PAULINE VIARDOT - GARCIA (1821-1910) fut l'une des grandes cantatrices du 19ème siècle qui connut un succès immense et dont le répertoire varié incita quelques uns des grands compositeurs de l'époque à écrire pour elle. Pendant sa longue vie elle rencontra un grand nombre de musiciens et d'artistes parmi les plus renommés, allant de Da Ponte, le librettiste de Mozart, à Tchaïkovski. A la demande toute particulière de Wagner, elle chanta un jour un acte de Tristan et Iseut, avec le compositeur lui-même qui interprétait Tristan. Durant son adolescence elle s'amouracha de Liszt qui lui donnait des leçons de piano, et plus tard, avec l'autorisation de Chopin, elle fit des adaptations vocales de certaines de ses œuvres musicales au piano. Elle réussit à ne pas succomber aux avances passionnées d'un Berlioz torturé par l'amour, et elle tomba elle-même passionnément amoureuse d’Ivan Tourgueniev, le plus célèbre des dramaturges russes.
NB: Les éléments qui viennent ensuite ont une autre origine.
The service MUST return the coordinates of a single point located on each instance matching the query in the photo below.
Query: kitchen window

Elle fut une source d'inspiration pour l'héroïne de deux romans de George Sand, et créa plusieurs rôles dans les opéras de Meyerbeer et de Gounod.
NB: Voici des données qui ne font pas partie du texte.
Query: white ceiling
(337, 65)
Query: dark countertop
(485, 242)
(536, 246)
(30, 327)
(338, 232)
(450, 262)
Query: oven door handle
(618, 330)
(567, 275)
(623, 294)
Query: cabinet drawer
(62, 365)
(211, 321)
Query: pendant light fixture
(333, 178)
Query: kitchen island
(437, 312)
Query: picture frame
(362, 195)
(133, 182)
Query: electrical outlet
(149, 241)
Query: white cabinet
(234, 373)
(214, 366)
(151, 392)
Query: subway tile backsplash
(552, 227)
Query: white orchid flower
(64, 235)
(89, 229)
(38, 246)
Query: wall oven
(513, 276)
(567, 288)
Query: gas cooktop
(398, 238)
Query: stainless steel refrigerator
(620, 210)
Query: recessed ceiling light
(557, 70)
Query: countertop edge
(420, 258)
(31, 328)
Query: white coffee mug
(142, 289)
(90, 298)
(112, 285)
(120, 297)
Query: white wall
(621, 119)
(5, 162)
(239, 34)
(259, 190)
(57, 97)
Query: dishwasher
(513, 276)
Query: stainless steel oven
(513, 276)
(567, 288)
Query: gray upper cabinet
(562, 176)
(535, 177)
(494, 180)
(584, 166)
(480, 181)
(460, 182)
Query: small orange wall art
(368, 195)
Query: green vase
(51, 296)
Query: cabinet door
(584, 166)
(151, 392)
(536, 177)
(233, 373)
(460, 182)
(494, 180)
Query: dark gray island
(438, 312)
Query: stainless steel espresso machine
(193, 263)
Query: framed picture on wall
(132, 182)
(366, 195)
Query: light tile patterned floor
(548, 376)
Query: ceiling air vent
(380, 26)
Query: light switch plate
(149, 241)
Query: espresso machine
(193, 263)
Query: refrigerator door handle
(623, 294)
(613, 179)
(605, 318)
Cette femme extraordinaire, qui eut quatre enfants et qui parlait cinq langues, fut aussi une compositrice très talentueuse, et lorsqu'elle mourut à l'âge de quatre-vingt-huit ans elle laissa environ cent-quarante chants, ainsi que des opérettes et un choix important de musique de chambre. Ces œuvres chantées révèlent un sens profond de la musique, une technique de composition sophistiquée, et surtout une émotion extrêmement vive en réponse aux textes des poètes qu'elle interpréta.

Connue à son époque comme cantatrice et collaboratrice de Berlioz, Meyerbeer, Gounod et Massenet, Pauline Viardot Garcia fut également une compositrice prolifique qui publia près de deux-cents chants entre 1841 et 1905. Ces chants suscitèrent l’admiration de Chopin, Liszt, Schumann, Mendelssohn et Saint-Saëns, pour n'en citer que quelques-uns.

Viardot elle-même, dans une de ses lettres à une amie déclarait : « Je crois que je suis plus fière de l'argent que mes petites notes musicales m'ont rapporté que de celui que j'ai gagné comme cantatrice ». La fille de Manuel Garcia, le ténor favori de Rossini, et la sœur de Maria Malibran et de Manuel Garcia fils, Viardot naquit dans une famille où on exigeait des prouesses musicales. Son époux, Louis Viardot, démissionna de son poste d’administrateur du Théâtre Italien de Paris à l'époque où il épousa la jeune diva de vingt ans sa cadette, mais il continua à s'intéresser à la politique et aux affaires culturelles.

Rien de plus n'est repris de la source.